We both looked up at her. She’d pulled ahead of us while we talked and had scaled the rock we were idling near. With the morning sun streaming down on her, she almost looked ablaze with no need for a Third Eye filter.

“You and everybody else Omar screwed over are getting a lawsuit together, yeah?” she said.

“It’s an open and shut case,” Benji said. “The only way the bastard could get any more obvious about ripping us off is if he actually pays out prize money when he’s sitting on all our investments. It’s just...”

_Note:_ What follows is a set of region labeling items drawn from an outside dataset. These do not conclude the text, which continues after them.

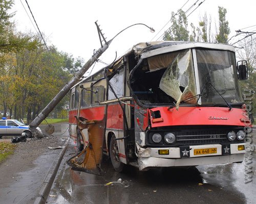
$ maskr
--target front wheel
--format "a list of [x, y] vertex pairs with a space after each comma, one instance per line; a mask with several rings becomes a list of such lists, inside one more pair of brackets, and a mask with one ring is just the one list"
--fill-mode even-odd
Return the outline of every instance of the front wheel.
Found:
[[82, 135], [80, 133], [79, 130], [77, 130], [77, 132], [76, 132], [76, 146], [77, 147], [77, 149], [81, 151], [83, 149], [83, 144], [82, 144]]
[[115, 139], [115, 136], [113, 136], [110, 141], [110, 159], [115, 170], [118, 172], [122, 172], [124, 169], [124, 164], [122, 163], [120, 160], [119, 151], [118, 150], [118, 146], [117, 146], [117, 142], [114, 139]]

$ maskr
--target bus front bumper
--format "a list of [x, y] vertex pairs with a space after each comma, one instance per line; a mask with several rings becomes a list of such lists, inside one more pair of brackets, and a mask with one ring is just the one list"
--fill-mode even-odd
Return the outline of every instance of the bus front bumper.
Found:
[[[192, 145], [187, 147], [138, 148], [138, 163], [140, 170], [154, 167], [193, 166], [214, 164], [241, 162], [245, 150], [239, 150], [244, 143]], [[138, 147], [138, 146], [137, 146]], [[168, 150], [168, 155], [160, 154], [160, 150]], [[202, 154], [199, 151], [215, 151]], [[204, 152], [205, 153], [205, 152]]]

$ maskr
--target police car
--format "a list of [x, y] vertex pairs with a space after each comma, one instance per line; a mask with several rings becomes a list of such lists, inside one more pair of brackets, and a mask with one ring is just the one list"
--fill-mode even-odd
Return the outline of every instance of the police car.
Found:
[[3, 117], [0, 120], [0, 138], [3, 136], [20, 136], [22, 133], [27, 134], [28, 138], [32, 137], [32, 134], [26, 125], [17, 120], [8, 119]]

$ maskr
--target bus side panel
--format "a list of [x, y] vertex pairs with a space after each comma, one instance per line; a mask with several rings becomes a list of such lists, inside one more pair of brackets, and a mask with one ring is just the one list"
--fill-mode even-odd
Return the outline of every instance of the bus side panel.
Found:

“That only helps if Omar’s still got the money,” I said.

“If he blew it on some crazy Third Eye scheme and there’s just nothing to recoup, we won’t get shit.” Benji looked skyward. It didn’t seem like a long way to look, up here. “Or if the scheme’s not crazy. That’s what I was trying to figure out earlier. How do you arraign a dude who can teleport?”

“Take away his phone?” I spread my hands. “We don’t know if teleportation is possible. I’m not even sure Albie could place herself above the law, much less a regular player.”

“So we can probably sue him and get access to our accounts again.” Benji sighed. “That’s no guarantee. I’m not completely stupid. Crypto markets are volatile. Right now, the shit in my portfolio is way up from what I bought in at, but if the suit drags on for two years, it could be worth millions or it could be worthless.”

“Plus, you know,” I said. “Two years.”

He nodded miserably.

Lena put her hands on her hips. “Why are you piling on, Cam?”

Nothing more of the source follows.